Creating a new directory for a new image in the repository doesn't mean that image will be generated, it must be added to the workflow as well.
Images are uploaded to registry.cern.ch, official CERN repository. We retain images for 12 days.
Q: Building images daily means we get new bugs out of distro updates that might be unrelated to ROOT. e.g. the gcc update on Fedora in August which took multiple weeks to fix.
A:
Axel: The users are also afflicted by the same. Maybe we should try to change the way we address these issues.
Vassil: Maybe we should introduce a staging area.
Axel: What the nightly docker image action does is updating the distro's system packages. This kind of update should very rarely break existing packages, including ROOT. More often, a new distro breaks ROOT. For new distros, we first need to create a docker image for it (that's a PR). Then we create a PR against ROOT itself (and we make sure that PR passes tests), so that's already a staging area.
Vassil: I still think that distros sometimes update minor versions of compilers and we are not resilient enough to that. That should be enough to warrant the creation of a staging area for building images.
Q: Who gets informed about failures in nightly builds of the Docker images?
A: Currently "everyone who's subscribed", we need to find a better way to inform the team.
Q: Are these images used for rootbench
as well?
A: Not yet, but we can certainly do that.
Pipelines are now stored in the root
repository rather than in the Jenkins web interface.

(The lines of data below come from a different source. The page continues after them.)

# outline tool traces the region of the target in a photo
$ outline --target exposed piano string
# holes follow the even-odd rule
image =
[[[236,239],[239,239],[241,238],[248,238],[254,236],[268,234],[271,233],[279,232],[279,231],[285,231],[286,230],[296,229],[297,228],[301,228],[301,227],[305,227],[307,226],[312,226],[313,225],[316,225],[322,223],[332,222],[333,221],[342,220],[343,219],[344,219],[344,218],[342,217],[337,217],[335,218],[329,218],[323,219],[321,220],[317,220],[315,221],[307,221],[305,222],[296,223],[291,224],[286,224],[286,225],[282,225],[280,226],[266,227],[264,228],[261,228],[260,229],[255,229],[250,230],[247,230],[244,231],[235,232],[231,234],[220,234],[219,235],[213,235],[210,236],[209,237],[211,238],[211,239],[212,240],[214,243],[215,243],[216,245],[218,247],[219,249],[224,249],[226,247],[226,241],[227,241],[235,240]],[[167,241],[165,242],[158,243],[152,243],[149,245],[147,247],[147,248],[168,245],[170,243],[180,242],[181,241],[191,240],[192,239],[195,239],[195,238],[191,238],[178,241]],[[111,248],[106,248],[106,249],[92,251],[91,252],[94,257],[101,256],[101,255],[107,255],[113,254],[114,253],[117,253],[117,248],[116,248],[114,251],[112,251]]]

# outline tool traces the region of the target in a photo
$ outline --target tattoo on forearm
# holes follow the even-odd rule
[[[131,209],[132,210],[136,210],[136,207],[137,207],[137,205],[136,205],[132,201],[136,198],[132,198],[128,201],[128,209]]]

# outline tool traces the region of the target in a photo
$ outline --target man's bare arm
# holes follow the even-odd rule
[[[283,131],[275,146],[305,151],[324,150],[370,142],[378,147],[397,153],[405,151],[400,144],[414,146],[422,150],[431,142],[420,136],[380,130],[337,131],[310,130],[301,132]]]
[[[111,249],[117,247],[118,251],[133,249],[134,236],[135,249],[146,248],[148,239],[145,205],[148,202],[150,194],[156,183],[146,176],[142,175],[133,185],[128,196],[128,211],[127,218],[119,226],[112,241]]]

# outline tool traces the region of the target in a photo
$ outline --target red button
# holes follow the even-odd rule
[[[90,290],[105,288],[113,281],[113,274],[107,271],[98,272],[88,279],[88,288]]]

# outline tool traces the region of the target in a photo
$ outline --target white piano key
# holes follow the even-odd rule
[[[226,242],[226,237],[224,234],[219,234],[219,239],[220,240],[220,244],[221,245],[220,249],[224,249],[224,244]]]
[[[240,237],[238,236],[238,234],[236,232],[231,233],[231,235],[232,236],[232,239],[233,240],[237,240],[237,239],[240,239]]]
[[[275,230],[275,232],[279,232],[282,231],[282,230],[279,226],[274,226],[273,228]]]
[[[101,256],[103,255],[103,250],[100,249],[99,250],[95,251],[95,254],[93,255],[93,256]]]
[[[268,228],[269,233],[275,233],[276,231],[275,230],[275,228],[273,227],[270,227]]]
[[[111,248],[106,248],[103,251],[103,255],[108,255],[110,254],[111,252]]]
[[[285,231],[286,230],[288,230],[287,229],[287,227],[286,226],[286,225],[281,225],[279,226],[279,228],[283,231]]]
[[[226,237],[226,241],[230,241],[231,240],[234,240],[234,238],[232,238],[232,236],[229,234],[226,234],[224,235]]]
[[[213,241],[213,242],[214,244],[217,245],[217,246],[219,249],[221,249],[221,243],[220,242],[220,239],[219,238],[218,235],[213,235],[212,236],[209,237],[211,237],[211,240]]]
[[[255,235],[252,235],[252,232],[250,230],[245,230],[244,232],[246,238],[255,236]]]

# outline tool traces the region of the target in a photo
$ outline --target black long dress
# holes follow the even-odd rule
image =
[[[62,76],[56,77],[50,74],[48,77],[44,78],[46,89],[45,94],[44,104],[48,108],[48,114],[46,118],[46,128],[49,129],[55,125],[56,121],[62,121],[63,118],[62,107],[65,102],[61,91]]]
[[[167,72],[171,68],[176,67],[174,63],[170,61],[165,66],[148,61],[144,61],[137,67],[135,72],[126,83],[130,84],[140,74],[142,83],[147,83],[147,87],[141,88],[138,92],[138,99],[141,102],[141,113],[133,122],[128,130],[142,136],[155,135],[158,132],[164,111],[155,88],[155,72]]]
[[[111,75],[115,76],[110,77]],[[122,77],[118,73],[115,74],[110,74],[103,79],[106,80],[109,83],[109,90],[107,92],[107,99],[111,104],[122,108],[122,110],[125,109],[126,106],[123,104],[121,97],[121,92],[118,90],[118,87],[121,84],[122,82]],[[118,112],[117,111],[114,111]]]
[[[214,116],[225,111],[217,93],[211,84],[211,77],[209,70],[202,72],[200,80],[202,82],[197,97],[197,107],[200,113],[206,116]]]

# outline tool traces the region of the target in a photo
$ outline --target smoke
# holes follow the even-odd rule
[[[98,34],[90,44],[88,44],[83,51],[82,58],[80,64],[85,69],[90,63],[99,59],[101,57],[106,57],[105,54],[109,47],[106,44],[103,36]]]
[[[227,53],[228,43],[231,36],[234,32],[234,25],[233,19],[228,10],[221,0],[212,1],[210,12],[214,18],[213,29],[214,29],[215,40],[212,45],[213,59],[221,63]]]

Any PR will trigger a check for this branch's file in the on_pull_request
section. For the nightly, it only looks at the master
branch.
Artifacts of the build are pushed to the OpenStack S3. Each CMake invocation (per branch, platform) is hashed. This way, we have a certain ROOT build artifact become the starting step for a subsequent incremental build, if and only if the CMake invocation is the same.
Q: Should we make the S3 bucket more easily browsable through the web interface?

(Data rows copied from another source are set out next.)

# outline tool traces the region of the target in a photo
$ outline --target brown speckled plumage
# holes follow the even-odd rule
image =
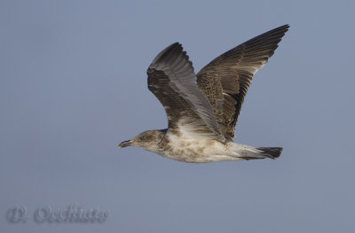
[[[160,52],[150,65],[148,89],[161,101],[168,128],[148,130],[120,146],[139,146],[184,162],[272,158],[280,147],[233,143],[245,95],[256,71],[278,47],[288,25],[260,35],[225,52],[197,74],[181,44]]]

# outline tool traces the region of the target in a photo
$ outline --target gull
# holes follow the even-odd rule
[[[235,126],[254,74],[282,36],[284,25],[226,51],[197,74],[180,43],[160,52],[147,70],[148,89],[160,100],[168,128],[147,130],[119,147],[135,145],[188,163],[276,159],[281,147],[233,142]]]

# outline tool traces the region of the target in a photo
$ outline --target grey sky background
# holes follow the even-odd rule
[[[353,1],[0,1],[1,232],[354,230]],[[185,164],[117,144],[164,128],[146,68],[179,42],[195,71],[288,23],[236,142],[279,159]],[[51,206],[109,210],[37,224]],[[27,223],[6,211],[25,206]],[[2,217],[1,217],[2,216]]]

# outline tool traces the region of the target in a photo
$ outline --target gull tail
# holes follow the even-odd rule
[[[282,147],[256,147],[256,149],[261,151],[261,155],[272,159],[279,158],[282,152]]]

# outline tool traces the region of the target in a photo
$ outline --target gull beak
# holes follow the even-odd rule
[[[127,140],[127,141],[122,142],[122,143],[118,145],[118,147],[123,148],[123,147],[127,147],[127,146],[130,146],[130,145],[132,145],[132,144],[133,144],[133,143],[131,143],[130,140]]]

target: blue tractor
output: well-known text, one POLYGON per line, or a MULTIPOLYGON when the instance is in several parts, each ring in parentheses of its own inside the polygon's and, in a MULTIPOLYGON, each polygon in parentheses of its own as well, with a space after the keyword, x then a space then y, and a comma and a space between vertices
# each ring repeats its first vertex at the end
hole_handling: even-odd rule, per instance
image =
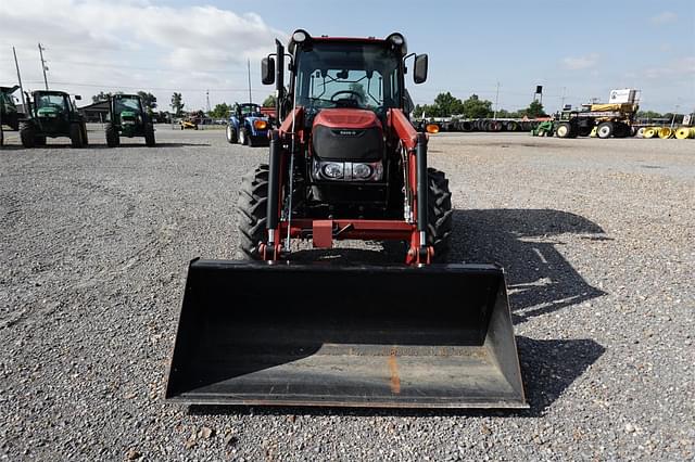
POLYGON ((270 120, 254 103, 235 104, 227 124, 227 142, 255 146, 268 143, 270 120))

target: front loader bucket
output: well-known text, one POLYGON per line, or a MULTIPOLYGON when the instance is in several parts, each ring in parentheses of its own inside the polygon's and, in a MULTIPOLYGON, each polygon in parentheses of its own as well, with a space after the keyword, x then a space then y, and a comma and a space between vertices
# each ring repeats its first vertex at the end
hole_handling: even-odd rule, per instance
POLYGON ((166 398, 528 408, 503 271, 193 260, 166 398))

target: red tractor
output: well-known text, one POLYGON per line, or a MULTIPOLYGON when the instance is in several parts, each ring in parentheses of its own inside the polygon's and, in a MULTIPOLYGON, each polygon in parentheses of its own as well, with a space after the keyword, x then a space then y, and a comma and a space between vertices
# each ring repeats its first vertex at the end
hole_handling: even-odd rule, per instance
POLYGON ((504 273, 445 261, 452 201, 405 89, 428 56, 296 30, 263 60, 279 127, 242 180, 247 261, 193 260, 167 397, 186 402, 526 407, 504 273), (286 57, 289 87, 286 93, 286 57), (292 240, 403 242, 406 265, 292 261, 292 240), (254 261, 257 260, 257 261, 254 261))

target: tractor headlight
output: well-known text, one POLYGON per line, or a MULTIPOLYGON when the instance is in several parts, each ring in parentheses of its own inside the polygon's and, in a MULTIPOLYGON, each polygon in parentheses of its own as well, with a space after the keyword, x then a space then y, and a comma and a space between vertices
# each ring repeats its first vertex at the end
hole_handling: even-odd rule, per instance
POLYGON ((343 178, 344 170, 344 165, 339 162, 327 162, 321 167, 321 172, 331 180, 343 178))
POLYGON ((371 177, 371 167, 367 164, 353 164, 352 165, 352 178, 367 179, 371 177))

A: In principle this is not something user-facing. Until concrete use cases are presented we are probably good like this.
Q: I would expect that the CI runs with the defaults on all platforms and those work. Then we could have further override options but those should be an extra.

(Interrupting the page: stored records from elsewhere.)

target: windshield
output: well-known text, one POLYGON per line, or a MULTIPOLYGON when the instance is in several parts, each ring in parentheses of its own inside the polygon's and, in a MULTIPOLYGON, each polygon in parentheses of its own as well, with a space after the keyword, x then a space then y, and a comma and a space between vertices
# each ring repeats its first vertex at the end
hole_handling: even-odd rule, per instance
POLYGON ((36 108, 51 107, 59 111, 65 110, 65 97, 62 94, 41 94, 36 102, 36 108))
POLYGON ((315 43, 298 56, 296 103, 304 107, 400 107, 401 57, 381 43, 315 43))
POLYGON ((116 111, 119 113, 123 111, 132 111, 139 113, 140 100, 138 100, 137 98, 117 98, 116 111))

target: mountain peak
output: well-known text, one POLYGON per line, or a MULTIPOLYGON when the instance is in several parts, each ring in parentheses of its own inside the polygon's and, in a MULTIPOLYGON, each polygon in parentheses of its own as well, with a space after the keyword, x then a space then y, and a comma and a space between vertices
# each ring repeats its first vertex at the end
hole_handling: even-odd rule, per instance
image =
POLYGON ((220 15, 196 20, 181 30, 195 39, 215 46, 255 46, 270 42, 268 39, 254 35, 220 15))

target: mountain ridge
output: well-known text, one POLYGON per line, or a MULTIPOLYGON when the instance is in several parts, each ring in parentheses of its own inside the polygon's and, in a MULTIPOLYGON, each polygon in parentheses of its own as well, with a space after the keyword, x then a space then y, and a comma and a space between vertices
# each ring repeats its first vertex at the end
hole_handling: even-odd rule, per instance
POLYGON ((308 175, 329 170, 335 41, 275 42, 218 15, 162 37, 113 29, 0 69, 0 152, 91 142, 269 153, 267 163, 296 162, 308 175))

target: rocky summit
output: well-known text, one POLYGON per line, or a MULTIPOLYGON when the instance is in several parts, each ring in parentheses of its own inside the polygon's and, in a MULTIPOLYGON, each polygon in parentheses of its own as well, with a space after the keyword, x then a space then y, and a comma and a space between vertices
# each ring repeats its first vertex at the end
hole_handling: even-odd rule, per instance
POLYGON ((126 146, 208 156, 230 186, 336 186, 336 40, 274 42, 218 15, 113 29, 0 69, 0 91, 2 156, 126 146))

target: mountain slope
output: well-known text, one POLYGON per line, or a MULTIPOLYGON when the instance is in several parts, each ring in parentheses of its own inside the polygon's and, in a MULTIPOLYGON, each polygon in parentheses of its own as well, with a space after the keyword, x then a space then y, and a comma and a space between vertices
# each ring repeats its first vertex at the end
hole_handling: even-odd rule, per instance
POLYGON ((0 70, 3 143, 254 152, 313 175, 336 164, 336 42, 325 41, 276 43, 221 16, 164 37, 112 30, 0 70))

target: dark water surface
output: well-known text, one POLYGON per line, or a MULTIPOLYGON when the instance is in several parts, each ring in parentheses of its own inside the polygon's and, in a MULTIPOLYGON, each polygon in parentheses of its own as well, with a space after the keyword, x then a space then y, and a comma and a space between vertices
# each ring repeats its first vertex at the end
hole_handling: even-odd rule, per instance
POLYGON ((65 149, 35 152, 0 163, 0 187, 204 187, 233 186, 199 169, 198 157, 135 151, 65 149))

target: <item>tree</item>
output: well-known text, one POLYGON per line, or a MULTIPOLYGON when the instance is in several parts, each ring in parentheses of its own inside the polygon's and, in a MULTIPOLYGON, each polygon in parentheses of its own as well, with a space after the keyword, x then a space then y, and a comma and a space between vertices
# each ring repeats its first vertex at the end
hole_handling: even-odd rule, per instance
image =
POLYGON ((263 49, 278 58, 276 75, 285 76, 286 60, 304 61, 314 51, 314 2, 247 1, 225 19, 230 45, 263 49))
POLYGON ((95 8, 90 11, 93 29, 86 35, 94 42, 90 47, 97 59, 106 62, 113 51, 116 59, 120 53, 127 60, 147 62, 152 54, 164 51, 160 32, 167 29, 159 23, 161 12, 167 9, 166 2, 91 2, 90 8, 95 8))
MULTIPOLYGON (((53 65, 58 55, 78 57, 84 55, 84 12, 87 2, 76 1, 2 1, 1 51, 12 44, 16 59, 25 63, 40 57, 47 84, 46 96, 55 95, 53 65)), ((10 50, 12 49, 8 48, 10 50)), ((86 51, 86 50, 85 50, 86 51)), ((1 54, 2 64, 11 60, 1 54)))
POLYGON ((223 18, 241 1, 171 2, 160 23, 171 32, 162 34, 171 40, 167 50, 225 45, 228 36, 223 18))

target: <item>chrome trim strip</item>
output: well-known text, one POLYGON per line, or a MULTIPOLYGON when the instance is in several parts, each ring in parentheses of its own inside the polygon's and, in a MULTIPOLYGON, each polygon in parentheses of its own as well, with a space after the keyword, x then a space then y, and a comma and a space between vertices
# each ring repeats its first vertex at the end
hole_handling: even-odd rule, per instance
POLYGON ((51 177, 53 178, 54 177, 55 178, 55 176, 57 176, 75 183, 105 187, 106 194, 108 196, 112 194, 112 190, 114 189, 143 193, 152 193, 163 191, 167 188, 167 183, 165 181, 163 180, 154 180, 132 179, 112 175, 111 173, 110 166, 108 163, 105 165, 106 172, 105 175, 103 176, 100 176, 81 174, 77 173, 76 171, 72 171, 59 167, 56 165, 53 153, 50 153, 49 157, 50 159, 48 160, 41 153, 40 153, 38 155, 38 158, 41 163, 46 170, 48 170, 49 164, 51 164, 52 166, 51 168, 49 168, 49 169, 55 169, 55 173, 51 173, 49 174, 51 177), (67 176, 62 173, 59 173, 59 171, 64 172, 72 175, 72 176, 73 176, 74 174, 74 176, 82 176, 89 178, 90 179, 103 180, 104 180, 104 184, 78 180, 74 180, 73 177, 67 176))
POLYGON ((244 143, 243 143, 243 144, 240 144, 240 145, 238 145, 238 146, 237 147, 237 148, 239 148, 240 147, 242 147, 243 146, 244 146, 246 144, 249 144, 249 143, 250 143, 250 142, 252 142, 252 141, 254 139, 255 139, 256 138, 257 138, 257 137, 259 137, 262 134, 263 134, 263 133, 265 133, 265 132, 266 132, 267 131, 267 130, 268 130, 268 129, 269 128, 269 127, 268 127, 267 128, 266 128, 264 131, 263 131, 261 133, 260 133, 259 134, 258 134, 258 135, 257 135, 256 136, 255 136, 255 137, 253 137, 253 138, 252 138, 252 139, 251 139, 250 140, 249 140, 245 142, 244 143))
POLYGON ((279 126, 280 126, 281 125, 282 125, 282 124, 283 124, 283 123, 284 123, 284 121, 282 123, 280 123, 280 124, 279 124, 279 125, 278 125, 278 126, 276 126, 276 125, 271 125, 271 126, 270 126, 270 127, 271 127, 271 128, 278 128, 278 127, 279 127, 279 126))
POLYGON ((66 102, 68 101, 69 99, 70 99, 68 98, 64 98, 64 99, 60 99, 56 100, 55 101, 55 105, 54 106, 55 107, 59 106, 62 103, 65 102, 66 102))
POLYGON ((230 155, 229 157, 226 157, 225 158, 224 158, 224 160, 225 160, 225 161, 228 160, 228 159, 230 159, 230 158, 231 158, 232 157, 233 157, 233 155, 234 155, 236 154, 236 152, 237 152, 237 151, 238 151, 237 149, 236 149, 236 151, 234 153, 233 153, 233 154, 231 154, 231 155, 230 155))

Comment: we should test the cmake
default configuration as cmake determines it. So we avoid testing our CI with configurations that our users won't have. Testing builtins should also be done. This should be driven as a separate discussion on its own.
Comment: Builds on the master branch, if you have a delay between the commit that it's provided in the latest state of the PR and the latest commit on master then we have a problem.
The CI runs upload a comment on the PR. The same comment gets updated whenever a new CI run has finished for the same PR. In the comment, a link to the detailed view of the logs of all the runs can be found (See the this check
wording).
Comment: Can we ask the PR CI run to push the artifacts for the current run somewhere? Currently the only artifacts that are available are from the latest build of master for that particular distro/config.
Comment: I believe it's better to convey information for new contributors to read only "one place" for information about failures rather than multiple. The comment on the PR can be a bit too dispersive.
We also have builds that run irrespective of PRs: nightlies (only on master), on-push builds (on master). The builds on master also update artifacts for incremental builds of PRs.
Comment: PR builds should stop whenever the PR is merged. Currently that's not the case. The same thing happens if there are multiple pushes to the same PR.
Jonas R.: Probably we don't want to build all pushes to the same PR. This avoids extra clutter.
Comment: The nice part is that we manage to incrementally build the CI as part of the repository. This solves some of the synchronization problems we had in the past. The current approach has a limitation that some PRs on master are still currently failing, quite often. This happens even in evidently wrong cases, such as for PRs that only touch documentation. We should aim for a minimal set of features that are solid and known to always succeed, then build from there.